In just a few hours, Ahmad Jomaa bought 40 vehicles in Zarqa, a car dealers’ haven in the desert outside Amman, which has seen Iraqi buyers by the dozen over the past two weeks.
“Thanks be to God. We no longer have to pay the $1 500 (just over R11 000) in custom duties or any import taxes to the Iraqi authorities now that there is no longer a government in Iraq,” Jomaa said.
“Now I only have to pay the price of the car and drive it back to Baghdad,” he said.
Jordanian Amer Jayussi considers Jomaa and other prospective buyers a godsend that has helped bolster the sluggish business in Zarqa: “If business continues this way there won’t be a car left on my lot. We’ve never seen anything like it.
“The Iraqi dealers carry huge wads of dollars. I don’t know where they get it from,” Jayussi added.
Buyers include certified Iraqi car dealers who have come to make a deal in Jordan as well as those with residency permits in the kingdom or Iraqis heading back home, whose appetite for cars of all shapes and sizes has no limits.
In one day last week, Jayussi said he had sold a record 12 cars, while many of his competitors were reporting an equally brisk business. Since the fall of the Baghdad regime on April 9, the import of cars into Iraq has become as easy as pie.
“I registered the 40 cars I bought in the names of brothers and cousins, since Jordanian laws only allow one car per buyer,” said Joma, who added that he had spent the equivalent of between R14 600 and R21 900 on each car he bought.

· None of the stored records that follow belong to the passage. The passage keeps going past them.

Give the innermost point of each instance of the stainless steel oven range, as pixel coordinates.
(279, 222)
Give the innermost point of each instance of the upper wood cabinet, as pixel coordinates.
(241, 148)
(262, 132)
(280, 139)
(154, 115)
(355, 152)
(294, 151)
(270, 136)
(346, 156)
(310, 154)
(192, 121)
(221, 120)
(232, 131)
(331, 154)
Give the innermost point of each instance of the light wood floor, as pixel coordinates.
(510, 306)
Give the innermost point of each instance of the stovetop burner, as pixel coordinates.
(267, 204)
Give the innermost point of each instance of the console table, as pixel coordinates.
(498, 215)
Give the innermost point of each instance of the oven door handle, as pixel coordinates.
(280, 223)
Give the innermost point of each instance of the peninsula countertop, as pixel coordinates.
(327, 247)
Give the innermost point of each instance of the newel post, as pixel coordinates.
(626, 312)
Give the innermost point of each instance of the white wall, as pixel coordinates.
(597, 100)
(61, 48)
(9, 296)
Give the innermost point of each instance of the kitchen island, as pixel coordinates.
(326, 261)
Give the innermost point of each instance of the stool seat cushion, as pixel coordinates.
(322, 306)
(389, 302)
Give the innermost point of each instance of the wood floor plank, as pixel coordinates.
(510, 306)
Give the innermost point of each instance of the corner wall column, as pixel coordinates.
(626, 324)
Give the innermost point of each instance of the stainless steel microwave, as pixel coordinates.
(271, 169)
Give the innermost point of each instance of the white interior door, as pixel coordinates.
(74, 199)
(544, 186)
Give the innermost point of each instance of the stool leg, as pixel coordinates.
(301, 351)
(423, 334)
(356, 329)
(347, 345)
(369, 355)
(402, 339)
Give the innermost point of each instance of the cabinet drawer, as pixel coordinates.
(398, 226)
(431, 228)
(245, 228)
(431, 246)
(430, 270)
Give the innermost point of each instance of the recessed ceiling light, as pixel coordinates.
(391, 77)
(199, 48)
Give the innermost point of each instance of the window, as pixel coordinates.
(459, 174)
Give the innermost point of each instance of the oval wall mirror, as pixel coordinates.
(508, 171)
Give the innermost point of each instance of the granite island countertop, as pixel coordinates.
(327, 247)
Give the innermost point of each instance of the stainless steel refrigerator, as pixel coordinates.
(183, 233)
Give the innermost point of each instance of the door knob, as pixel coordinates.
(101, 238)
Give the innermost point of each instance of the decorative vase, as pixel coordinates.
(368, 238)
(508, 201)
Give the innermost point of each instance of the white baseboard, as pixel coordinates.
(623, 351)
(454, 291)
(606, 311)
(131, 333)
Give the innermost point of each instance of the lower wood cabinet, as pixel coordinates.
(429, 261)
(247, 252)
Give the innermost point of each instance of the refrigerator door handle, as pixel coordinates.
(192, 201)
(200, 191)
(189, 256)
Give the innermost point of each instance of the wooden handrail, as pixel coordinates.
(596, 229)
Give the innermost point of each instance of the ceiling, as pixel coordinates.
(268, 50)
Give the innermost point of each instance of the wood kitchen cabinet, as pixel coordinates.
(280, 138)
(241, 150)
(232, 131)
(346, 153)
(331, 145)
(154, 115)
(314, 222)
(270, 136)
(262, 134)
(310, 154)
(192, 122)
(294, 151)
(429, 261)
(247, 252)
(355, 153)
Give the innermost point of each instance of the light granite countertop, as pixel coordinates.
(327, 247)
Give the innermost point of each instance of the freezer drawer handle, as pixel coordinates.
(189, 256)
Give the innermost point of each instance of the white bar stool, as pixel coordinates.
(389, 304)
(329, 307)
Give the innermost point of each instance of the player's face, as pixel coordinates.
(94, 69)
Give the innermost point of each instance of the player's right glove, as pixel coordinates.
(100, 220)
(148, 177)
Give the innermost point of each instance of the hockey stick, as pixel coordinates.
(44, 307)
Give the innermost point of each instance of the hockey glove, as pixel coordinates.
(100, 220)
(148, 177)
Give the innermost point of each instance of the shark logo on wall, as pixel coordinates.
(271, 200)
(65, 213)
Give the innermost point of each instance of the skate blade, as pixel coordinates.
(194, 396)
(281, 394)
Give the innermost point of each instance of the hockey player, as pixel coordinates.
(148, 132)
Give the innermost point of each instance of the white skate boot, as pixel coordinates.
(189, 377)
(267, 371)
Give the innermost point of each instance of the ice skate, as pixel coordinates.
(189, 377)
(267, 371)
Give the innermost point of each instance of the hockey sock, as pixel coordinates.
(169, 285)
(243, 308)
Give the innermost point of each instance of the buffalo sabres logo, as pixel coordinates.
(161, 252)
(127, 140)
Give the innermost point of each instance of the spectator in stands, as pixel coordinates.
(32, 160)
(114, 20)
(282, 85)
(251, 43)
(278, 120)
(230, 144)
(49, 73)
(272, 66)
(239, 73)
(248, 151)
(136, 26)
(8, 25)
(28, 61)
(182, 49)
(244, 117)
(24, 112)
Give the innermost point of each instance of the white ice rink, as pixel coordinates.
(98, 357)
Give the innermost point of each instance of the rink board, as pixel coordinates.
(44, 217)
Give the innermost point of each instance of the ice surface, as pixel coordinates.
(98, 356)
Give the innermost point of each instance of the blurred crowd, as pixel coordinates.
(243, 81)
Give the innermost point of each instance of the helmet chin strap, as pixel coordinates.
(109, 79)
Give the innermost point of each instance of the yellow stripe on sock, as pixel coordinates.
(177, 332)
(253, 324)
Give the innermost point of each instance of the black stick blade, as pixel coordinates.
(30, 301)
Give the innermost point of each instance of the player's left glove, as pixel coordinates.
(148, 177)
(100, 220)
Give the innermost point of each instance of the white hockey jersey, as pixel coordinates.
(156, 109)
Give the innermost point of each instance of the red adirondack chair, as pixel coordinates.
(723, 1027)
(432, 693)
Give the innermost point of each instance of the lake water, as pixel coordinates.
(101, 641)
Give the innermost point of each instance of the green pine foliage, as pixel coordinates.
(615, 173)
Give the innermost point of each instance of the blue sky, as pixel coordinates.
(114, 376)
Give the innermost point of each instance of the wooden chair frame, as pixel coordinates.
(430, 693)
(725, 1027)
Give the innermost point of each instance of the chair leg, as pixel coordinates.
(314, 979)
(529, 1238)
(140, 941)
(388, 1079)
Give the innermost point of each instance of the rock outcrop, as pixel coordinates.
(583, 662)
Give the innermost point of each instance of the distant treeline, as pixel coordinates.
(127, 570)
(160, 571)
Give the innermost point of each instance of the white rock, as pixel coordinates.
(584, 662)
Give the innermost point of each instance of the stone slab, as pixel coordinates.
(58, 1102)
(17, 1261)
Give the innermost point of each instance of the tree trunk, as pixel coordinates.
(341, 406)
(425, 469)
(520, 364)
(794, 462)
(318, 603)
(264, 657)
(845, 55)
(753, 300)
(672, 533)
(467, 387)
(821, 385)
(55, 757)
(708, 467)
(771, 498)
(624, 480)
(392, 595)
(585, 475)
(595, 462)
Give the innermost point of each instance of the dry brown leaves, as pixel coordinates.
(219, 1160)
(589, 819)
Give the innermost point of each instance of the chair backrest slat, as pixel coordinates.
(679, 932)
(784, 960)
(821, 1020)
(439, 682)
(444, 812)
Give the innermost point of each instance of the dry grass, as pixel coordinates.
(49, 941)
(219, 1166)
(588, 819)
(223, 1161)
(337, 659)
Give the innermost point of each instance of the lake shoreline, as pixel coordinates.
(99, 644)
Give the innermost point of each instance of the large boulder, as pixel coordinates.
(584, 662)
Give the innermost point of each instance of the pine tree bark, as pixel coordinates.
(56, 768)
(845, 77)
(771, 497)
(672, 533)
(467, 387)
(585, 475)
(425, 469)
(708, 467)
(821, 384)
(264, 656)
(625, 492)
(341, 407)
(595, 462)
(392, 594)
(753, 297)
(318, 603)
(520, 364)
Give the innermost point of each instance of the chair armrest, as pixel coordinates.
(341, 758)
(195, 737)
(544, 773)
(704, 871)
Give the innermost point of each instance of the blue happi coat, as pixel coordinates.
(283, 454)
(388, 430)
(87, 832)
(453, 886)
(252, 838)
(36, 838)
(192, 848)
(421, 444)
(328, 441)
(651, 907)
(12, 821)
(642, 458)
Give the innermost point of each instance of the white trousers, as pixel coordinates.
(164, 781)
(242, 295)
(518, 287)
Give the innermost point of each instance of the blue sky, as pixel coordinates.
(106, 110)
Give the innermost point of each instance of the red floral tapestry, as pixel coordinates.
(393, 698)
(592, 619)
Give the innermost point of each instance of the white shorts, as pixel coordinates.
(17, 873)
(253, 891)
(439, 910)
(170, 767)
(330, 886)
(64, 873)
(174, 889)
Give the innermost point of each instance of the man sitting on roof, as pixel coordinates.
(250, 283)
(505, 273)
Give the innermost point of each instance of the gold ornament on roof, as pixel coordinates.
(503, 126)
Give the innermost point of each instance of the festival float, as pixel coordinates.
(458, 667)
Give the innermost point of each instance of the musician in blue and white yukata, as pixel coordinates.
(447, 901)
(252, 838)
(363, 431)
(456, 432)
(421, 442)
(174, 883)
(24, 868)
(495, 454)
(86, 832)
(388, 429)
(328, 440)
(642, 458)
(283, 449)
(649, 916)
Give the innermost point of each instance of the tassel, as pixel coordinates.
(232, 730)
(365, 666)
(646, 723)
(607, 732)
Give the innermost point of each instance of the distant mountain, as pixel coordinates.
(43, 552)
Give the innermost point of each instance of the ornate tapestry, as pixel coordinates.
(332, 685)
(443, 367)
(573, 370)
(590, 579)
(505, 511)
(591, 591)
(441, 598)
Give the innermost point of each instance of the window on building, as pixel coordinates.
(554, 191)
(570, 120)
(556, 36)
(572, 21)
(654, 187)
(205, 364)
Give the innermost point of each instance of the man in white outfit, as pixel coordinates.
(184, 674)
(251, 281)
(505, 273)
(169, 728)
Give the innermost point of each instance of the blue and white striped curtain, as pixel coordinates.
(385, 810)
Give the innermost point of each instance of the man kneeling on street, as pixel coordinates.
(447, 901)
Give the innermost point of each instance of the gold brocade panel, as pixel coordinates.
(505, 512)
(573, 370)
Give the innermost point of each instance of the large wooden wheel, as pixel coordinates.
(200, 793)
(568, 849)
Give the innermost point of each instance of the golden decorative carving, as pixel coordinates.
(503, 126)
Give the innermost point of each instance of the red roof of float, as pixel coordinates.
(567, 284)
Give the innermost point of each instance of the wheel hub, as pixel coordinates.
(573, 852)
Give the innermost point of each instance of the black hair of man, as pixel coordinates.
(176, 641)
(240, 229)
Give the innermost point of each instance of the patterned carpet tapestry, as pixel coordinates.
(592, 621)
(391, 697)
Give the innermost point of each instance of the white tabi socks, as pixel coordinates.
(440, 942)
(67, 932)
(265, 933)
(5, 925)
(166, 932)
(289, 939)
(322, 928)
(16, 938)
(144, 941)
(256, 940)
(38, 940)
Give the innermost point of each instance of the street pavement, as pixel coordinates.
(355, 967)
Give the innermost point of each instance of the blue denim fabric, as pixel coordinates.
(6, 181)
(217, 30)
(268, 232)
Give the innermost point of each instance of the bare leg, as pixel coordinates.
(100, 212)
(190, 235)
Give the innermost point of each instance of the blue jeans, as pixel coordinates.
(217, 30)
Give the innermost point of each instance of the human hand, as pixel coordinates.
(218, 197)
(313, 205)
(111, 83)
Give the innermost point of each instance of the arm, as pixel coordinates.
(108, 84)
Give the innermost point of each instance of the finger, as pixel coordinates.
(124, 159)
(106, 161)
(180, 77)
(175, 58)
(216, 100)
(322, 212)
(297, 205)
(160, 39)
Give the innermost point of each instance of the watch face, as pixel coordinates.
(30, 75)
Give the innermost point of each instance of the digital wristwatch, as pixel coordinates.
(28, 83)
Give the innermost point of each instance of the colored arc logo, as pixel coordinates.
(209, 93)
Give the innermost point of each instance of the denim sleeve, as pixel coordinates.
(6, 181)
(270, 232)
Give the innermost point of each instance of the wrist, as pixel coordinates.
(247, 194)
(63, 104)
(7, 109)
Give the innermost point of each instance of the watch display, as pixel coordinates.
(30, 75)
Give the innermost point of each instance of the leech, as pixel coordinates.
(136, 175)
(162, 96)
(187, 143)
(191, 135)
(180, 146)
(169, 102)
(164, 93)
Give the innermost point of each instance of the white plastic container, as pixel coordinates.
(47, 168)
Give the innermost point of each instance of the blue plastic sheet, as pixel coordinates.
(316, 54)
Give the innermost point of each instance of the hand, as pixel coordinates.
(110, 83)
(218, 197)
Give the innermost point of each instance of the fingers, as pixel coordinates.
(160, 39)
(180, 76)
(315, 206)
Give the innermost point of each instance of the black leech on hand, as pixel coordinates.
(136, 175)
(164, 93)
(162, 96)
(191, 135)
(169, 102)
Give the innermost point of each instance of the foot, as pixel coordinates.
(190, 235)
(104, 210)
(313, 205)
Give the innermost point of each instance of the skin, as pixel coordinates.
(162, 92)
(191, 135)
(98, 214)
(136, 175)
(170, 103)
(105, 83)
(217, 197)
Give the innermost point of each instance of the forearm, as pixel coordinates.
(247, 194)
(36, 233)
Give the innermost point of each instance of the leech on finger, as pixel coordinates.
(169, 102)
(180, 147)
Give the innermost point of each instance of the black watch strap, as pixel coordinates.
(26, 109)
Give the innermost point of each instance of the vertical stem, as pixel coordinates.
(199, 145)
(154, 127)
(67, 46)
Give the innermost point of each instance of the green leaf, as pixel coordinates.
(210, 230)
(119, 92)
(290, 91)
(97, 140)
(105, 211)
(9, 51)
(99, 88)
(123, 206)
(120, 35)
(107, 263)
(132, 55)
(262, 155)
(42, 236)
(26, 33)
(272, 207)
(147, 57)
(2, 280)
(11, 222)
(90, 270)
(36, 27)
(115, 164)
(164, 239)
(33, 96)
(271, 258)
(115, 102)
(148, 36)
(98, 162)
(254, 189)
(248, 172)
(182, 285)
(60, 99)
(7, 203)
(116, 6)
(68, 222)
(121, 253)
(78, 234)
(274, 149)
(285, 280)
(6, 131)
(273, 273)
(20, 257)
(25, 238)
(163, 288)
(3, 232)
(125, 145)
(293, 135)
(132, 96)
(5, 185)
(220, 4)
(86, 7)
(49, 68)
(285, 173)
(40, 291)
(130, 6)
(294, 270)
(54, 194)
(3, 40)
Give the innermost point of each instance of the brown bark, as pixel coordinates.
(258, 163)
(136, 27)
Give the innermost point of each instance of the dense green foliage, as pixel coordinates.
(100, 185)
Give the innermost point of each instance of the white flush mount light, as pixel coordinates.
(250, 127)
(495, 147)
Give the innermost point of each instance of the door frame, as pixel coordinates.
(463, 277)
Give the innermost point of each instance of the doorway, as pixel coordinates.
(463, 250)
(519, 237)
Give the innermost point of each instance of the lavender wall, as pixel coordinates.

“I’ll make a $500 (R3 650) profit on each vehicle,” he said.
Hussein, another Iraqi with Jordanian residency, said he had bought 15 cars and paid some of his compatriots who were planning to return home to use their names on the registration documents.
“I handed each of the men $200 (R1 460),” said Hussein.
At Trebil, on the Iraqi side of the border, US troops controlling the checkpoint abandoned by the former regime “examine the documents, but don’t demand any customs duties,” Hussein said.
Both Hussein and Jomaa are also confident they will find customers quickly once they return to Iraq.
“I will sell these cars as soon as I go back. I won’t wait for the new government,” said Jomaa. “There is a big business to be done in Iraq and a lot of money in Iraqi hands to be spent”.